Rumi
[Jálál al-Din Rumi, Mawláná. Fihi-ma-fihi: o livro do interior. Tradução Margarita Garcia Lamelo. – Rio de Janeiro: Edições Dervish, 1993, p. 261. A partir da tradução francesa do original persa de Eva de Vitray-Meyerovitch.]
O sufismo denota um movimento místico surgido no seio do islamismo no século VIII e que se desenvolveu especialmente na Pérsia. A palavra sufi designa o capote de lã grossa usado por pobres e ascetas e logo adotado pelos primeiros praticantes dessa doutrina. Um dos maiores legados islãs para a humanidade foi, seguramente, os ensinamentos de alguns representantes desta tradição religiosa. Mawláná Rumi (1207-1273), fundador da Ordem dos Dervixes Dançantes, sobressai como um dos maiores mestres e poetas sufi.
Uma parte dos ensinamentos de Rumi foi compilada no livro intitulado Fihi-ma-fihi, ou O livro do interior. O livro é composto por 71 textos ao longo dos quais o Mestre aborda assuntos os mais diversos, a maioria exposta em forma de diálogos, pois se tata de conversas e discussões entre ele e seus discípulos.
Um dos mais belos é aquele em que o Mestre trata da palavra. A palavra, para que seja expressa, precisa de um meio, que Rumi chama de intermediário. Esse intermediário é o ato da fala. Falar, portanto, conclui, é um meio da palavra. O surpreendente, porém, está na afirmação de que, embora falar seja o meio pelo qual a palavra se manifesta, isso não constitui, entretanto, uma condição para que a palavra exista. Isso porque a “palavra”, afirma Rumi, “está perpetuamente em ti, quer a pronucies ou não” (p. 262).
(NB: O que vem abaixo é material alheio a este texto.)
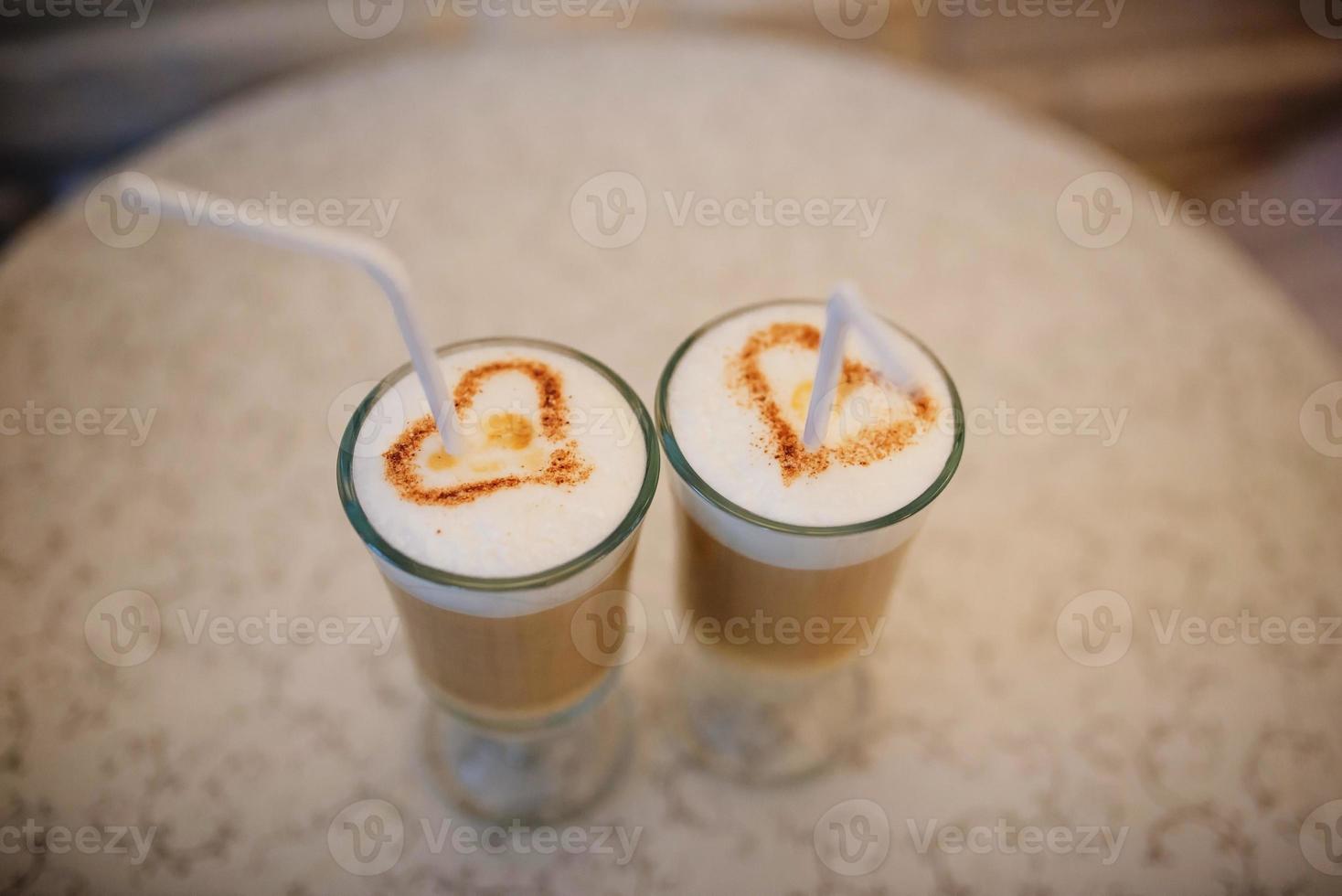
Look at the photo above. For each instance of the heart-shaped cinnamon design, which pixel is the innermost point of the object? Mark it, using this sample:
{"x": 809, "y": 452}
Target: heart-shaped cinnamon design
{"x": 509, "y": 432}
{"x": 871, "y": 443}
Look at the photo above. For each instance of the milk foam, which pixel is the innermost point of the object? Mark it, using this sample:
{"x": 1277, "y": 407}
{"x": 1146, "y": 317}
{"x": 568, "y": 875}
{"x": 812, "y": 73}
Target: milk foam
{"x": 726, "y": 443}
{"x": 514, "y": 530}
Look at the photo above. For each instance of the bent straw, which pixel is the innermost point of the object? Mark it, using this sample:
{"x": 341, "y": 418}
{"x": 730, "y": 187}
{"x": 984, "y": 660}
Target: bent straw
{"x": 383, "y": 266}
{"x": 843, "y": 313}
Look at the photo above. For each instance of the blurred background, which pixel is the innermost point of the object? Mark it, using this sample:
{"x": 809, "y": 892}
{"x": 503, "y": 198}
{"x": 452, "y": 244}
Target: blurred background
{"x": 1209, "y": 97}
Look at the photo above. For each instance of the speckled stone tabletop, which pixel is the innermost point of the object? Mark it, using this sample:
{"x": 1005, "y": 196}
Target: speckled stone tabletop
{"x": 1153, "y": 440}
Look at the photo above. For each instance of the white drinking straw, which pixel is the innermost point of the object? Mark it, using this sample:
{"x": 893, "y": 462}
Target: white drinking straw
{"x": 383, "y": 266}
{"x": 846, "y": 312}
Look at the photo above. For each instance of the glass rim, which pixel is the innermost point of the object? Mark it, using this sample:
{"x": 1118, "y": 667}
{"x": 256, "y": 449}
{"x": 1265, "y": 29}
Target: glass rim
{"x": 687, "y": 474}
{"x": 380, "y": 546}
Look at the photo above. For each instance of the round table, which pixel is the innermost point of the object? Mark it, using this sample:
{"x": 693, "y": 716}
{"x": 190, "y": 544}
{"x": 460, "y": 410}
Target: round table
{"x": 1144, "y": 464}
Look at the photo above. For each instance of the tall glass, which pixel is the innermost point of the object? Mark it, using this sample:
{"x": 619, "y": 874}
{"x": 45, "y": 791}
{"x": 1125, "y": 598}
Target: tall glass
{"x": 777, "y": 688}
{"x": 527, "y": 720}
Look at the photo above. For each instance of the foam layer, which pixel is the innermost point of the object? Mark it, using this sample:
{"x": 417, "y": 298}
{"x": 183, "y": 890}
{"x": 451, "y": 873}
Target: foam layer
{"x": 556, "y": 463}
{"x": 883, "y": 448}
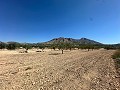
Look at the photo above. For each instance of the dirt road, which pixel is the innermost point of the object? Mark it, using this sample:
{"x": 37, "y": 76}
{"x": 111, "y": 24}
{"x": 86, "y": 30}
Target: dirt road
{"x": 73, "y": 70}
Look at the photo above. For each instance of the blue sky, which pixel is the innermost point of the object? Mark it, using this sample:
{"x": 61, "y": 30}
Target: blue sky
{"x": 42, "y": 20}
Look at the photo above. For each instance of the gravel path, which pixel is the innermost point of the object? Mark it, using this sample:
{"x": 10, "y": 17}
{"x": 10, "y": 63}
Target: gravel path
{"x": 73, "y": 70}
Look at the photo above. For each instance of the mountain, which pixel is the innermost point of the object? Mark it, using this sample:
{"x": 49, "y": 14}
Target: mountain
{"x": 71, "y": 40}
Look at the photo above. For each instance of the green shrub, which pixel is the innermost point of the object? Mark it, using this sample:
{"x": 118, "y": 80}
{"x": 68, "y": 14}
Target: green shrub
{"x": 116, "y": 55}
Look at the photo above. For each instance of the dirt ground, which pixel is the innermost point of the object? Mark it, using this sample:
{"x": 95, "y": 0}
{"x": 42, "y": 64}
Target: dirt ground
{"x": 51, "y": 70}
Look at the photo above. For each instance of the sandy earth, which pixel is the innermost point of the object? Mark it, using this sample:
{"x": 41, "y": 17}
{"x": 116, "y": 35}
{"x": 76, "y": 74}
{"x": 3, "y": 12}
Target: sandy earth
{"x": 73, "y": 70}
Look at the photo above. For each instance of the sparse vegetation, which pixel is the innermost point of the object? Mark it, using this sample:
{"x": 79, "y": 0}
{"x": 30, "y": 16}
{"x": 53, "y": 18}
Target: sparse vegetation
{"x": 116, "y": 55}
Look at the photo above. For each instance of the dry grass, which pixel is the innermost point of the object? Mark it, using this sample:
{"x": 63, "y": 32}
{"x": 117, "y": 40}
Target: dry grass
{"x": 73, "y": 70}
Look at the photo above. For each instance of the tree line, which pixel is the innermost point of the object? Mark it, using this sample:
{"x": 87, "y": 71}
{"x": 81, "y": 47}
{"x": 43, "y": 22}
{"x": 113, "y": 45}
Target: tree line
{"x": 60, "y": 46}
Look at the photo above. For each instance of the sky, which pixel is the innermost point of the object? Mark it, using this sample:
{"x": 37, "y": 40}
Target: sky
{"x": 43, "y": 20}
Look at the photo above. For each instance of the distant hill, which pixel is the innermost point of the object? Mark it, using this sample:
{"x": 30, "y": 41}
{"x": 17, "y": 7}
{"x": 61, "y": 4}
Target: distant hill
{"x": 71, "y": 40}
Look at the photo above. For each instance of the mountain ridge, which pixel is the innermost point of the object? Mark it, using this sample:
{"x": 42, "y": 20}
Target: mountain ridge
{"x": 71, "y": 40}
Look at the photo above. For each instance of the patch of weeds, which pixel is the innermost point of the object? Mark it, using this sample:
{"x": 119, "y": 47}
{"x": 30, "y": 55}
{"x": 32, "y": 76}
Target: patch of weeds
{"x": 28, "y": 68}
{"x": 116, "y": 57}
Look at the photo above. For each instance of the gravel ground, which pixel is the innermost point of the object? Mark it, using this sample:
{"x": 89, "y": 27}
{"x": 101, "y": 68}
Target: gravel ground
{"x": 51, "y": 70}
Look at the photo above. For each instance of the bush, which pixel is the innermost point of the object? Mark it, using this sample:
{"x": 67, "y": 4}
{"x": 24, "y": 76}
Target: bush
{"x": 116, "y": 55}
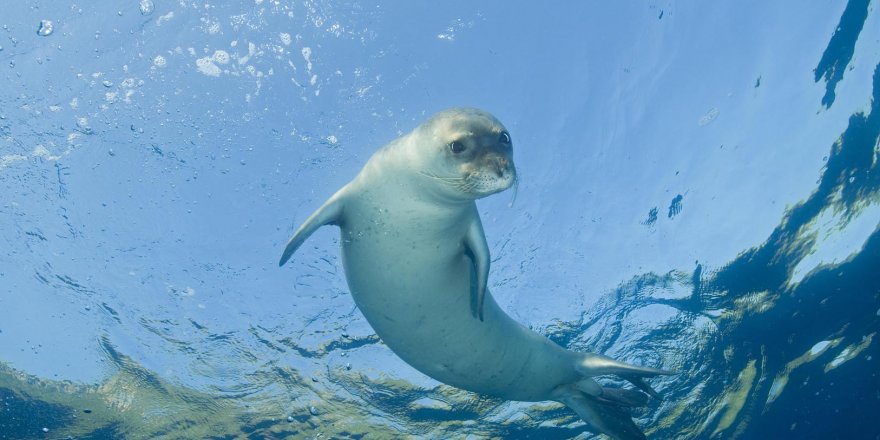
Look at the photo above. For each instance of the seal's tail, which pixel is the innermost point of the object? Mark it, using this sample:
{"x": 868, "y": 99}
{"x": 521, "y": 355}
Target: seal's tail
{"x": 607, "y": 409}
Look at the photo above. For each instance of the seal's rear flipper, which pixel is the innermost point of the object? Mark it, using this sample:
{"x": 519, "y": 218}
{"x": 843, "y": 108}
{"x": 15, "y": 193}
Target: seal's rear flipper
{"x": 606, "y": 417}
{"x": 330, "y": 213}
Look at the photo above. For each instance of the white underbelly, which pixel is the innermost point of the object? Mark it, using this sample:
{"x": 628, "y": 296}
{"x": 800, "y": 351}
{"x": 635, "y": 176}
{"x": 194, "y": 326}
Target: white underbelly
{"x": 419, "y": 303}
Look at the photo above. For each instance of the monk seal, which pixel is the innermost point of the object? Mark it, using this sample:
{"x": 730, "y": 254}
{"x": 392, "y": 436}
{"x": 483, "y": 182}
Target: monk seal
{"x": 417, "y": 264}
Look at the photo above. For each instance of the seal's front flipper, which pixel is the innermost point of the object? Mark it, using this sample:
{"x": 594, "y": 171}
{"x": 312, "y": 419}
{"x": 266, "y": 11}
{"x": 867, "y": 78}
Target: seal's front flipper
{"x": 330, "y": 213}
{"x": 607, "y": 418}
{"x": 476, "y": 246}
{"x": 591, "y": 364}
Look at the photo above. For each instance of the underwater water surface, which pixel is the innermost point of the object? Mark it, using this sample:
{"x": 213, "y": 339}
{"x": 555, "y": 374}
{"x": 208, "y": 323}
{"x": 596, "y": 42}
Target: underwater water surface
{"x": 699, "y": 191}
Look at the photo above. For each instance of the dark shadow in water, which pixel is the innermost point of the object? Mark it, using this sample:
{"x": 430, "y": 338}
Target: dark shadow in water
{"x": 841, "y": 47}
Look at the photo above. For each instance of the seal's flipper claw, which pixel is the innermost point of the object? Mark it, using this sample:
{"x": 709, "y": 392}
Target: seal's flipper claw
{"x": 475, "y": 245}
{"x": 640, "y": 384}
{"x": 612, "y": 420}
{"x": 330, "y": 213}
{"x": 592, "y": 364}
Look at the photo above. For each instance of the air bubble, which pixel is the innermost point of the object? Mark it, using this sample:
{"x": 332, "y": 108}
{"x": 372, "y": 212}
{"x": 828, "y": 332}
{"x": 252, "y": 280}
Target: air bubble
{"x": 46, "y": 28}
{"x": 147, "y": 7}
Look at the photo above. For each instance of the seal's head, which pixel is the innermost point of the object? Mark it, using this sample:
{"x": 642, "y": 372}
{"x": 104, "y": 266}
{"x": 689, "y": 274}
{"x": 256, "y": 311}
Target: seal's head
{"x": 471, "y": 153}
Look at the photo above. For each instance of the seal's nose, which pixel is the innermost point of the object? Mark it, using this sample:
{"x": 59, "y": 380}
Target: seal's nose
{"x": 502, "y": 164}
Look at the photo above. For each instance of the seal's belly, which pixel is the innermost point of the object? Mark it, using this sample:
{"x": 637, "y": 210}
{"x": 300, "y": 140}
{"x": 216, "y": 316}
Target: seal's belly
{"x": 419, "y": 303}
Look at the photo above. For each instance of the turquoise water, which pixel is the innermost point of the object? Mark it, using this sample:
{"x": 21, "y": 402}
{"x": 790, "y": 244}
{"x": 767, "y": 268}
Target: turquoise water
{"x": 698, "y": 192}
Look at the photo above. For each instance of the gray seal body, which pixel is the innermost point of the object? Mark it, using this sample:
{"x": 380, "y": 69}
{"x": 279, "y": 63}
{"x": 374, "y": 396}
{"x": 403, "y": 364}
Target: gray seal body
{"x": 417, "y": 263}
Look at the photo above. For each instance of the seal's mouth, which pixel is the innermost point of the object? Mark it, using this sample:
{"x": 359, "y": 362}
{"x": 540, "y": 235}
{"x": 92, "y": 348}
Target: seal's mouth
{"x": 491, "y": 178}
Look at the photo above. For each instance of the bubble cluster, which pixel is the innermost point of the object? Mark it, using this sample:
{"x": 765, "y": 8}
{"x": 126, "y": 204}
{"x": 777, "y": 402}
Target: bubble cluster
{"x": 147, "y": 7}
{"x": 46, "y": 28}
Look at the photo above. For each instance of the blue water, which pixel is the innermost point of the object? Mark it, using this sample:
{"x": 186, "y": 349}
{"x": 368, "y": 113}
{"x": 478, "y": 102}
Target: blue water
{"x": 698, "y": 192}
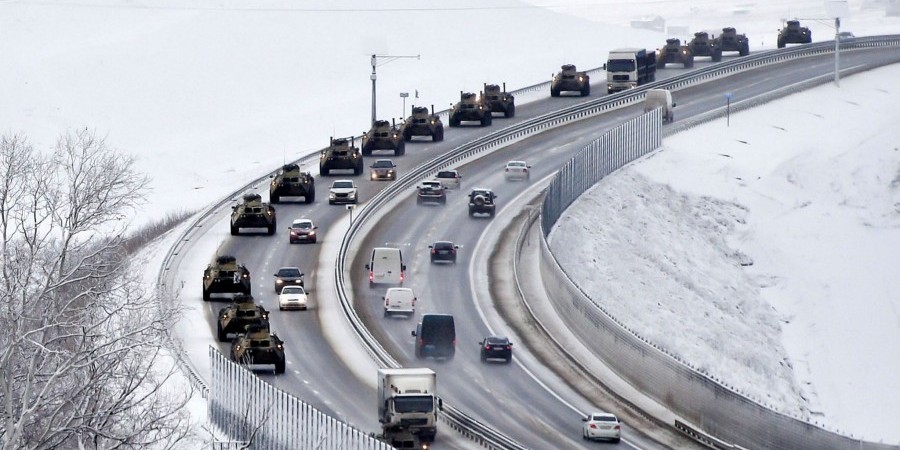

Na verdade, o homem tende para o silêncio, aquele grande silêncio do encontro com Deus quando tu afinal cala, tudo silencia, restando apenas aquela perfeita comunhão à qual sempre se referem os grandes místicos e iniciados. É isso que leva Rumi a afirmar, concluindo com um paradoxo, pois, quer admitamos quer não, o discurso sobre Deus sempre desemboca no paradoxo:
“O homem passa por três estados. No primeiro, ele não se preocupa com Deus, ele adora e serve a todos, mulher, homem, bens, crianças, pedra, barro, mas não adora a Deus. Em seguida, quando adquire certo conhecimento e informação, ele só serve a Deus. Depois, quando avança nesse estado, ele se cala; ele não diz: ´Eu não sirvo a Deus´, nem: ´Eu sirvo a Deus´. Ele está além desses dois estados. Desses homens, nenhuma voz ecoa neste mundo. Teu Deus não está presente, nem ausente, pois Ele é o Criador da presença e da ausência” (p. 262).